When the capacity usage of a file system reaches 95%, SFS Turbo will delete data that has been accessed in the last 30 minutes until the capacity usage falls below 85%.

  • Data can be evicted by time or capacity depending on which rule is triggered first.
  • Cold data eviction is enabled by default, and the default duration is 60 hours. To configure a cold data eviction duration by calling the API, see Updating a File System.
  • Services will be affected if the capacity of an SFS Turbo file system is used up, so you are advised to configure an alarm rule on Cloud Eye to monitor the file system capacity usage.
  • When a file system capacity alarm is generated, change the cold data eviction duration to a shorter one, for example from 60 hours to 40 minutes to speed up data eviction, or simply expand the file system capacity.

Viewing Task Status

When you export data, a task record will be generated. You can view the task progress and status.

The system retains the latest 1,000 task records. Earlier records will be deleted automatically.

  1. Above the storage backend list, click View Task Status.
  2. View the task records about export tasks. Click to the right of the status to view the number of failures or success times.
  3. In the search box in the upper right corner, enter the status, type, or creation time to filter tasks.

FAQs

  • In what cases will SFS Turbo evicts data?

    For the files imported from OBS to SFS Turbo, if they not accessed within the configured eviction duration, they will be evicted.

    For the files created in SFS Turbo, they will only be evicted when they have been exported to OBS and meet the eviction rule. If they have not been exported, they will not be evicted.

  • How do I import evicted data to my SFS Turbo file system?
    1. File data is loaded from the bucket to the file system when the file is read or written.
    2. You can use data import to manually load data to the file system.
  • In what scenarios will data import fail?

    When the SFS Turbo file system contains only the file metadata (only metadata is imported or data eviction happens) and the object in the OBS bucket has been deleted, importing data or access the file will fail.

  • Are the import or export tasks synchronous or asynchronous?

    Tasks are asynchronous. After a task is submitted, you can query the task status based on the task ID.

  • If I delete the files in the SFS Turbo interworking directory, will the objects in the OBS bucket be deleted as well?

    No. If auto synchronization is disabled, the answer is no. If auto synchronization is enabled, the answer is yes.

  • Can I specify the permissions of imported directories and files after adding an OBS storage backend for my SFS Turbo file system?
    Yes, you can specify the permissions of imported directories and files. If permissions cannot be specified, submit a service ticket. Refer to the following when specifying permissions:
    • You can specify permissions of imported directories and files when adding an OBS bucket or after an OBS bucket has been added.

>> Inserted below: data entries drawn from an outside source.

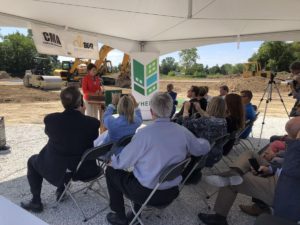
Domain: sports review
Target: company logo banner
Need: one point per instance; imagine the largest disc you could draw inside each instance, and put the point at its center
(48, 40)
(81, 46)
(145, 77)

For details, see Adding a Storage Backend and Updating Attributes of a Storage Backend in the Scalable File Service Turbo API Reference. If permissions are not specified, 750 permissions will be used for directories and 640 permissions for files.
    • You can also specify permissions of imported directories and files when importing metadata (quick import) or data. For details, see Creating an Import or Export Task in the Scalable File Service Turbo API Reference. If permissions are not specified, the default permissions mentioned above will be used.

    In earlier versions, the default permissions on imported directories and files are 755 (directories) and 644 (files). In this version, the default permissions are gradually changed to 750 (directories) and 640 (files) region by region. If you have any questions, submit a service ticket.

    You are advised to specify permissions on the imported directories and files when adding an OBS bucket or after an OBS bucket is added. If permissions are not specified, non-root users do not have permissions to access the corresponding directories and files.